Jakarta - Seorang ibu dari Tangerang yang memicu kegilaan media publik dan tahun lalu dengan pertempuran hukum nya terhadap sebuah rumah sakit kelas atas tidak akan harus membayar denda besar dan kuat atas tuduhan mencemarkan nama rumah sakit, pengacaranya mengatakan Jumat.
Prita, seorang ibu dari tiga, dituduh memfitnah Omni International Hospital di Tangerang setelah dia mengirim pesan e-mail ke 20 dari teman-temannya mengeluh perlakuan buruk.
"Mahkamah Agung telah memutuskan untuk menerima banding Prita dalam kasus perdata," kata pengacara Slamet Juwono.
"Ini berarti bahwa Prita bebas dari kewajiban untuk membayar denda sebesar Rp 204 juta [$ 23.000] dan menawarkan permintaan maaf publik melalui media, seperti yang telah diperintahkan oleh Pengadilan Tinggi.
"Prita berhutang apa-apa untuk Omni International Hospital dan ini resmi sekarang menurut keputusan itu," kata Slamet.
Tahun lalu, Prita diangkat menjadi terdakwa dalam kedua kasus perdata dan pidana yang dibawa oleh rumah sakit dan dokter nya.

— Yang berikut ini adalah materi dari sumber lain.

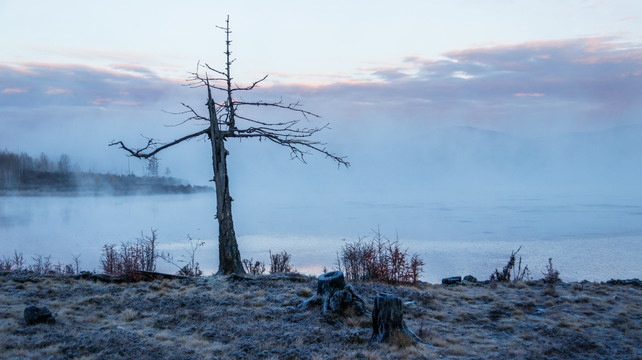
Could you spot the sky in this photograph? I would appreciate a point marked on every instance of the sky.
(425, 98)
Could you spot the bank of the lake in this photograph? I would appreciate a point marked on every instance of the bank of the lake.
(257, 318)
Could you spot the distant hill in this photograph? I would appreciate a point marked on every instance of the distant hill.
(22, 175)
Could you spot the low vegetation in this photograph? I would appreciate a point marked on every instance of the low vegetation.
(256, 316)
(228, 317)
(518, 274)
(379, 260)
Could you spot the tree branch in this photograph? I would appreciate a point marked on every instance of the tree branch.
(153, 147)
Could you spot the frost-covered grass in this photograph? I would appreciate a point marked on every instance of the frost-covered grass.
(221, 318)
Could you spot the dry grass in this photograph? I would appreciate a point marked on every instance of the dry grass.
(218, 318)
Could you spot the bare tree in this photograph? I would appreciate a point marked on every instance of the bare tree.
(223, 121)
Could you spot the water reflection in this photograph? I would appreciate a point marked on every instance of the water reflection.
(587, 239)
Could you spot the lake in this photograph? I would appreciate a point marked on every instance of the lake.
(587, 237)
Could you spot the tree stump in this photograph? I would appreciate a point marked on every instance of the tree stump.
(334, 295)
(387, 321)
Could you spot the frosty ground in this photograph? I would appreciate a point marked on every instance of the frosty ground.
(256, 318)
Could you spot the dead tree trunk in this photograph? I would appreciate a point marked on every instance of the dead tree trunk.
(335, 296)
(387, 320)
(228, 250)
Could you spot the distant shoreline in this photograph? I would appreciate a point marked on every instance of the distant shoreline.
(164, 190)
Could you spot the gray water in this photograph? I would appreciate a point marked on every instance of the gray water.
(588, 238)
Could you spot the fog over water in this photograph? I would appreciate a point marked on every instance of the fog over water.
(461, 197)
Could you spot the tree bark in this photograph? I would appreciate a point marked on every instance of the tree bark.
(335, 296)
(387, 320)
(228, 251)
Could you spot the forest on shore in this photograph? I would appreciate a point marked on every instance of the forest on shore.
(21, 174)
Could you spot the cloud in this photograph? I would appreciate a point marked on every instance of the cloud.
(594, 81)
(530, 94)
(41, 85)
(13, 91)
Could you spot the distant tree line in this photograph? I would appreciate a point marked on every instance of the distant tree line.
(24, 174)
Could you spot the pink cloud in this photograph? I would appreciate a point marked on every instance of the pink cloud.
(14, 91)
(57, 91)
(530, 94)
(101, 101)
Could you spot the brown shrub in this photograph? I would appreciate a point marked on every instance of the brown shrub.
(379, 260)
(280, 262)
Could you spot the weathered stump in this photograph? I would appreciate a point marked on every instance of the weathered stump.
(387, 320)
(334, 295)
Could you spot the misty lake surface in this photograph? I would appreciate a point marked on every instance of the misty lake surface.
(587, 237)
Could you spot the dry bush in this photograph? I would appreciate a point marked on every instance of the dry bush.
(551, 276)
(379, 259)
(253, 267)
(15, 263)
(509, 270)
(280, 262)
(191, 267)
(132, 256)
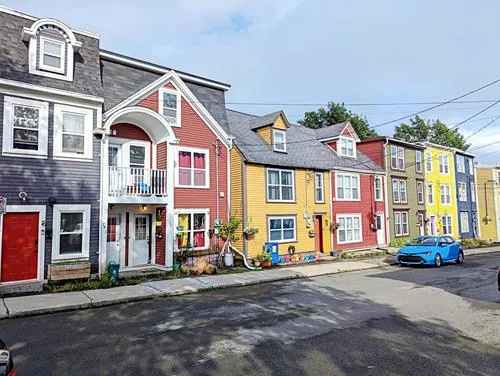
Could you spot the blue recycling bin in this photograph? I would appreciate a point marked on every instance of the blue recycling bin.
(272, 248)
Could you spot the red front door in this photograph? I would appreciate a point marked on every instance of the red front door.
(19, 246)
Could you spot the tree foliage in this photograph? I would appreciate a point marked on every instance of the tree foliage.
(337, 113)
(435, 131)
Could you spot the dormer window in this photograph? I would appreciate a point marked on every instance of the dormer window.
(279, 140)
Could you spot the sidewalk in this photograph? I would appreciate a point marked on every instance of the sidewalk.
(48, 303)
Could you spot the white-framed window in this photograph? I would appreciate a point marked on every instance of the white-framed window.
(460, 163)
(349, 230)
(401, 227)
(445, 194)
(462, 191)
(397, 157)
(281, 229)
(399, 195)
(170, 106)
(279, 140)
(446, 224)
(430, 193)
(347, 147)
(73, 132)
(420, 192)
(378, 188)
(418, 160)
(192, 168)
(192, 228)
(347, 187)
(464, 222)
(71, 232)
(280, 185)
(52, 55)
(319, 189)
(444, 165)
(25, 127)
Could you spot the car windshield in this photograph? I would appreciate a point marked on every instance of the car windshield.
(429, 240)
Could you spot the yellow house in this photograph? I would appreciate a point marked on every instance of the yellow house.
(440, 191)
(280, 186)
(488, 199)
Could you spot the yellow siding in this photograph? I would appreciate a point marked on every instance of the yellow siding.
(437, 209)
(259, 209)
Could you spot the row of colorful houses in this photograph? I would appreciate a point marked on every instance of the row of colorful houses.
(108, 158)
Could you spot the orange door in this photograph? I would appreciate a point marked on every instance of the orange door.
(19, 246)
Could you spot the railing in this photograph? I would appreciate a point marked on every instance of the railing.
(132, 181)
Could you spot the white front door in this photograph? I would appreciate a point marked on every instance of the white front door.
(380, 229)
(139, 247)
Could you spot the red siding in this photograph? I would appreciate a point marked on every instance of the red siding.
(367, 207)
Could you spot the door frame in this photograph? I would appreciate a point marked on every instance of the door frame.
(41, 210)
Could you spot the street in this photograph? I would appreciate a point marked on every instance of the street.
(390, 321)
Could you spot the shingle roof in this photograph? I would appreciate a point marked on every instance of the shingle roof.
(303, 148)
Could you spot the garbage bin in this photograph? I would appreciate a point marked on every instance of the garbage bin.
(114, 270)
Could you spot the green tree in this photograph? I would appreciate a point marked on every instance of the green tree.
(337, 113)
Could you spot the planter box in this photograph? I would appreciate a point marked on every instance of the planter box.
(76, 270)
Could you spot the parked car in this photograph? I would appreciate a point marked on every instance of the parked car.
(6, 362)
(431, 250)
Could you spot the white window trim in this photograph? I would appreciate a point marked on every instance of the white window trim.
(205, 211)
(177, 93)
(207, 167)
(56, 226)
(337, 174)
(58, 128)
(280, 131)
(345, 216)
(8, 129)
(282, 217)
(280, 185)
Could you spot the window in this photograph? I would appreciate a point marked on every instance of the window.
(445, 194)
(399, 191)
(25, 127)
(444, 168)
(464, 222)
(347, 187)
(462, 192)
(170, 106)
(378, 188)
(193, 169)
(280, 185)
(279, 140)
(420, 192)
(349, 230)
(428, 161)
(281, 229)
(73, 132)
(192, 229)
(418, 160)
(347, 147)
(319, 188)
(401, 227)
(446, 224)
(71, 232)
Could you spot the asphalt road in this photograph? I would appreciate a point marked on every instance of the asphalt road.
(393, 321)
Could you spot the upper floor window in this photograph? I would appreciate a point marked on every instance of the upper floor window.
(347, 147)
(279, 140)
(25, 127)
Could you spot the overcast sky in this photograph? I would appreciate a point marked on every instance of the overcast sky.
(286, 52)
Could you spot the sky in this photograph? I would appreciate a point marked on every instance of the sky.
(297, 55)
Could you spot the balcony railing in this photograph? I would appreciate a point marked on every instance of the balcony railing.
(132, 181)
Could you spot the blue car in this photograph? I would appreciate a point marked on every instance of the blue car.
(431, 250)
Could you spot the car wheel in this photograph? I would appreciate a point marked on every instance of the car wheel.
(438, 261)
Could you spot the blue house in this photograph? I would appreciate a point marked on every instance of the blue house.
(466, 194)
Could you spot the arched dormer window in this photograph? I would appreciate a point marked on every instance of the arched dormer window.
(52, 46)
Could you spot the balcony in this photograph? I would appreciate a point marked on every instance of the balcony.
(137, 185)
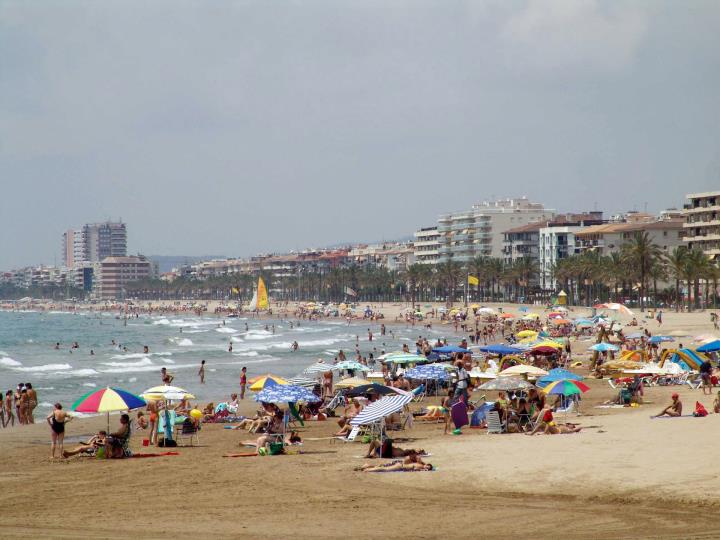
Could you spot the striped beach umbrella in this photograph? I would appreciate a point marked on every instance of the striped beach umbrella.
(258, 383)
(107, 400)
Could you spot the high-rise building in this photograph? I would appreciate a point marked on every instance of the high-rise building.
(480, 231)
(702, 222)
(93, 242)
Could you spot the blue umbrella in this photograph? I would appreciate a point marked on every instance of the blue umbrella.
(499, 349)
(428, 371)
(284, 393)
(602, 347)
(660, 339)
(710, 347)
(449, 349)
(558, 374)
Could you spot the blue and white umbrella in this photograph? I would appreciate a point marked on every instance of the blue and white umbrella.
(381, 408)
(284, 393)
(428, 372)
(351, 364)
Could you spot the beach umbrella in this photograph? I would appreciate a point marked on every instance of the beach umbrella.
(351, 364)
(351, 382)
(523, 369)
(712, 346)
(428, 372)
(602, 347)
(661, 339)
(450, 349)
(163, 392)
(284, 393)
(258, 383)
(307, 382)
(373, 388)
(506, 384)
(403, 358)
(558, 374)
(107, 400)
(566, 387)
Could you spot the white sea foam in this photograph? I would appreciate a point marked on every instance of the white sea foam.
(45, 367)
(226, 330)
(144, 362)
(6, 361)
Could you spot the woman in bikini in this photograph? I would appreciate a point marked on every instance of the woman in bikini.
(57, 420)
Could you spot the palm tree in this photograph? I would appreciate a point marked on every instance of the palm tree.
(641, 253)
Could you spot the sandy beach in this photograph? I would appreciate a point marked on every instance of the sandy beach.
(624, 476)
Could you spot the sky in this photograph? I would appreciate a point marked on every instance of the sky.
(239, 127)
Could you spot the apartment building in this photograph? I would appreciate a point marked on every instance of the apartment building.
(702, 222)
(480, 231)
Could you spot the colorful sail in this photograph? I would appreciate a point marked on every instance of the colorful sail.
(262, 302)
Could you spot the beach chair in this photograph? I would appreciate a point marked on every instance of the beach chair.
(188, 430)
(495, 425)
(419, 393)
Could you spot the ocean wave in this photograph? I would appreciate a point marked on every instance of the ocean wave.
(7, 361)
(45, 367)
(226, 330)
(144, 362)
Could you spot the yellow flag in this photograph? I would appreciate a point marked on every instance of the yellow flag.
(262, 295)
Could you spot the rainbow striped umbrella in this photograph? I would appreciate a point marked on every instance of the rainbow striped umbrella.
(107, 400)
(566, 387)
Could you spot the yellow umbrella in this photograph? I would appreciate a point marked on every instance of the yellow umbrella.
(258, 383)
(548, 343)
(352, 382)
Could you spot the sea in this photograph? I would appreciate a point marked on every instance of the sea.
(179, 343)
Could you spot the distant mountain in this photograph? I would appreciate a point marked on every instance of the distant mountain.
(168, 262)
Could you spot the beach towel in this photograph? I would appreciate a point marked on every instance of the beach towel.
(158, 454)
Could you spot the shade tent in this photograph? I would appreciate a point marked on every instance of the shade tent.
(712, 346)
(285, 393)
(450, 349)
(506, 384)
(558, 374)
(499, 349)
(428, 372)
(380, 409)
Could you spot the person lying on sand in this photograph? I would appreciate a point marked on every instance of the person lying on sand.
(674, 409)
(89, 447)
(396, 466)
(387, 450)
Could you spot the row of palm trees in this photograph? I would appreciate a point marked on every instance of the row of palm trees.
(628, 275)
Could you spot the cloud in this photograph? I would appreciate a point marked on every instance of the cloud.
(562, 33)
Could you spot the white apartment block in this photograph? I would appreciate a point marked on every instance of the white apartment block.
(702, 222)
(480, 231)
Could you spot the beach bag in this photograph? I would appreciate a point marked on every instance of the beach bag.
(700, 410)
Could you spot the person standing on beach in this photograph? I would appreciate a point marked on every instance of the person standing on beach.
(32, 402)
(57, 420)
(7, 405)
(243, 382)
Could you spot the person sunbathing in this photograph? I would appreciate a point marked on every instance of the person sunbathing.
(90, 447)
(672, 410)
(387, 450)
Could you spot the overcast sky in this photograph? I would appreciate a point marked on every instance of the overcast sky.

Kasus kriminal diajukan terhadap dirinya oleh dua orang dokter bekerja di Omni, sementara rumah sakit mendorong gugatan perdata terpisah.
Kasus ini memicu kemarahan publik setelah dia ditahan selama tiga minggu sebelum sidang pidana dan pengadilan lain denda nya Rp 312 juta dalam perkara perdata.
Di tingkat kasasi, Omni dianugerahi Rp 204 juta dalam kerusakan dari gugatan perdata, yang Mahkamah Agung baru saja terbalik.
Pengadilan Negeri Tangerang, sementara itu, Prita dibebaskan dari semua tuntutan dalam kasus pidana, bagaimanapun, jaksa mengajukan banding, Mahkamah Agung yang belum aturan.
Namun, Slamet mengatakan mereka memperkirakan vonis yang sama dalam kasus pidana.
"Kami optimis bahwa kita akan menerima kabar baik dari banding dalam kasus pidana Prita karena itu terdengar untuk Mahkamah Agung untuk memberikan dua putusan yang berlawanan," kata Slamet.
Otto Cornelis Kaligis, pembela utama untuk Prita, mengatakan putusan menunjukkan bahwa "keadilan dapat mengambil sisi orang biasa."
"Kami menghormati putusan Mahkamah Agung, yang dapat berfungsi sebagai preseden dalam kasus-kasus masa mendatang," katanya. "Korban malpraktek rumah sakit cadangan hak untuk mengajukan keluhan, dan juga sesuai dengan UU Perlindungan Konsumen."
Heribertus Hartojo, yang mengepalai tim hukum Omni, mengatakan di Jakarta Globe bahwa ia tidak bisa mengomentari keputusan Mahkamah Agung karena dia belum menerima pemberitahuan resmi dari keputusan pengadilan.
Heribertus mengatakan, tim hukum Omni dibutuhkan untuk mempelajari keputusan pengadilan dan melihat pertimbangan hakim sebelum memberikan komentar apapun.
"Saya perlu berkoordinasi dengan klien saya pertama untuk memutuskan langkah selanjutnya kami tentang putusan Mahkamah Agung," katanya.
Heribertus juga mengatakan bahwa Omni masih menunggu pada hasil kasus pidana terhadap Prita.